Here's the item needing to be proofed (this is not homework, but I'm very interested in it).

Show that for each odd prime number y, there is exactly one positive integer x such that x(x+y) is a perfect square.


Thanks for any help/leads, etc..

-Steve

 

[shmoe]

If x(x+y) is a perfect square, show that x and x+p are relatively prime. What can you then say about x?

 

[maverick6664]

hmm...this looks stalled, so I'll write the whole proof
Since $$x(x+y)$$ is a perfect square, $$x$$ must be a perfect square.

Proof: $$x(x+y)$$ can be of $$a^2b^2$$ form or $$a^2 b^2 c^2$$ form.
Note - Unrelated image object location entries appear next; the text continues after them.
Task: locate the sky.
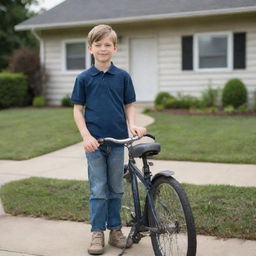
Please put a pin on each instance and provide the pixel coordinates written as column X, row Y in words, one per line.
column 46, row 4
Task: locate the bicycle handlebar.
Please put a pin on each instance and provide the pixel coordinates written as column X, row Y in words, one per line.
column 124, row 141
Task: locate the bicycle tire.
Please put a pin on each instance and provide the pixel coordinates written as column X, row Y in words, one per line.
column 172, row 208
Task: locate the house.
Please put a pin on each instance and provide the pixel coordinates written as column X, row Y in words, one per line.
column 177, row 46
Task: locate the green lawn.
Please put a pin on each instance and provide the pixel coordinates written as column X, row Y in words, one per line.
column 223, row 211
column 29, row 132
column 229, row 139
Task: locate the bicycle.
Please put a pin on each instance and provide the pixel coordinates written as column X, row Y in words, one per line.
column 165, row 213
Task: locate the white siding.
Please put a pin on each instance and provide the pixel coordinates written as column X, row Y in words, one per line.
column 170, row 76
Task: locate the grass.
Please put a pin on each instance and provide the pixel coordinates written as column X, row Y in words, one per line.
column 223, row 211
column 30, row 132
column 229, row 139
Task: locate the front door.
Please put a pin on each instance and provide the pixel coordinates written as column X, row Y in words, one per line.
column 143, row 67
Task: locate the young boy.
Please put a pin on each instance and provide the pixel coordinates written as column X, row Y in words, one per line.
column 107, row 93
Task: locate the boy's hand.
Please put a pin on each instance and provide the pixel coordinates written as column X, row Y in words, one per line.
column 90, row 144
column 137, row 131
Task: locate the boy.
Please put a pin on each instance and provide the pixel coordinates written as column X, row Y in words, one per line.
column 107, row 93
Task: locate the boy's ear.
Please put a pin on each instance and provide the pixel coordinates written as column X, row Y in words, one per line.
column 89, row 49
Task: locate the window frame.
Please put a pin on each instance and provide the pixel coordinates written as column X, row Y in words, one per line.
column 229, row 51
column 64, row 55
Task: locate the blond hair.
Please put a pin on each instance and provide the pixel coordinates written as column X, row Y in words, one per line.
column 99, row 32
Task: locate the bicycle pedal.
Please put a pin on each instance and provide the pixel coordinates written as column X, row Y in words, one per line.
column 127, row 176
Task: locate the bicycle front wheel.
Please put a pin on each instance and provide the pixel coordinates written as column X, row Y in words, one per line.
column 177, row 235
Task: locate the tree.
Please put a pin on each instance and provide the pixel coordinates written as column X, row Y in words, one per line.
column 13, row 12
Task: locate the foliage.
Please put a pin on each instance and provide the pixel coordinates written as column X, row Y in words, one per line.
column 66, row 101
column 234, row 93
column 242, row 109
column 13, row 89
column 161, row 98
column 11, row 14
column 159, row 107
column 187, row 101
column 254, row 103
column 146, row 110
column 209, row 97
column 229, row 109
column 27, row 61
column 39, row 102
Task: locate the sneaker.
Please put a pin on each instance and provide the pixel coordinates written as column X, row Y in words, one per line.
column 117, row 239
column 97, row 243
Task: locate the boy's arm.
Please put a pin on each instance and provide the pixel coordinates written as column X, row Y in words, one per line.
column 89, row 142
column 130, row 115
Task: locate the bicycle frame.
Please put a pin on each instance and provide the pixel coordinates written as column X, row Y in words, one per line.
column 141, row 220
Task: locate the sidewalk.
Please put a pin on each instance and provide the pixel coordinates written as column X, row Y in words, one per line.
column 35, row 236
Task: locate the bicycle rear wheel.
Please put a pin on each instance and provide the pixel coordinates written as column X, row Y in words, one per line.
column 177, row 236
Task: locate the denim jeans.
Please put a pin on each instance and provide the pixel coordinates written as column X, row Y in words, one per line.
column 105, row 169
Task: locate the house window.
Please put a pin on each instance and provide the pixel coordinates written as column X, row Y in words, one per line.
column 75, row 56
column 213, row 51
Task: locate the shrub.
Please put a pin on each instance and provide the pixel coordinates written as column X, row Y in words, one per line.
column 229, row 109
column 159, row 107
column 38, row 101
column 26, row 61
column 66, row 101
column 187, row 101
column 209, row 97
column 13, row 89
column 242, row 109
column 170, row 103
column 234, row 93
column 162, row 97
column 254, row 98
column 146, row 110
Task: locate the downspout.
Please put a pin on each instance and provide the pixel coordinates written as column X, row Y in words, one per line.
column 42, row 56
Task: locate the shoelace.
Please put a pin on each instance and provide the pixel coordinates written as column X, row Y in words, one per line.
column 97, row 239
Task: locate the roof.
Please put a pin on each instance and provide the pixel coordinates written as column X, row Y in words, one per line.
column 88, row 12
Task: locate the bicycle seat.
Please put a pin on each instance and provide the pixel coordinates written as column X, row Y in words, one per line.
column 145, row 149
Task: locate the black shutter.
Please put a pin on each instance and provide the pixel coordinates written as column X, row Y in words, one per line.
column 187, row 53
column 239, row 50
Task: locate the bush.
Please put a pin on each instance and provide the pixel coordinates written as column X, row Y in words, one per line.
column 39, row 102
column 242, row 109
column 27, row 61
column 234, row 93
column 162, row 97
column 254, row 98
column 187, row 101
column 13, row 89
column 159, row 107
column 66, row 101
column 209, row 97
column 170, row 103
column 229, row 109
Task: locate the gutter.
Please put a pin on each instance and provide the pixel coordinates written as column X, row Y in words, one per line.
column 42, row 54
column 41, row 42
column 152, row 17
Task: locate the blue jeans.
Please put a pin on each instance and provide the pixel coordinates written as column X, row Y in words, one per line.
column 105, row 169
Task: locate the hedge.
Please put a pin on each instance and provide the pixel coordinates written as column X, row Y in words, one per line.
column 13, row 89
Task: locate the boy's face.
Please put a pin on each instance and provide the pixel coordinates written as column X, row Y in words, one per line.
column 103, row 49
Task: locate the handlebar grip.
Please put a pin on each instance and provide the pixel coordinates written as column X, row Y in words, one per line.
column 101, row 141
column 150, row 136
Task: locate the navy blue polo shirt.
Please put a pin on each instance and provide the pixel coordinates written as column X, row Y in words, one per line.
column 104, row 96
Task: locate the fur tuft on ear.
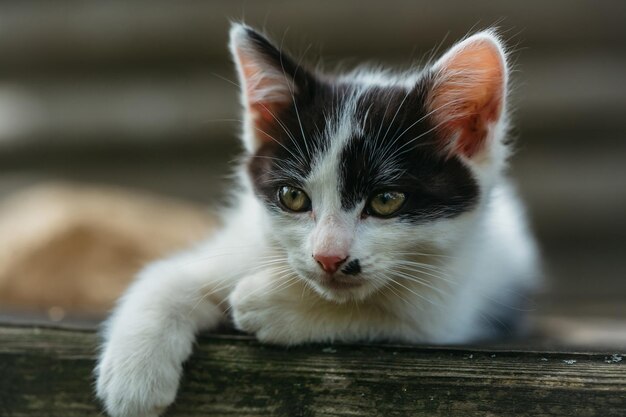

If $$x$$ isn't a perfect squre, $$x$$ can be of one of forms: $$x=a$$ or $$x=a^2 b$$, and then $$x+y = a b^2$$ or $$x+y=b$$ or $$x+y=b c^2$$ respectively, but in any case, $$x$$ and $$x+y$$ has a common measure. This contradicts the fact $$y$$ is a prime number.

Now we can write $$x = a^2$$ and so $$x+y=d^2$$. Then $$y =(x+y) - x = d^2 - a^2 = (d+a)(d-a)$$. Now that $$y$$ is a prime number, $$d-a$$ must be 1 (notice $$y$$ cannnot be factorized)! So $$d = a+1$$ and $$y = d+a = 2a+1$$. So $$x = a^2 = ((y-1)/2)^2$$ and this is the only possible value of $$x$$.

This is just my solution, so there may be better solutions.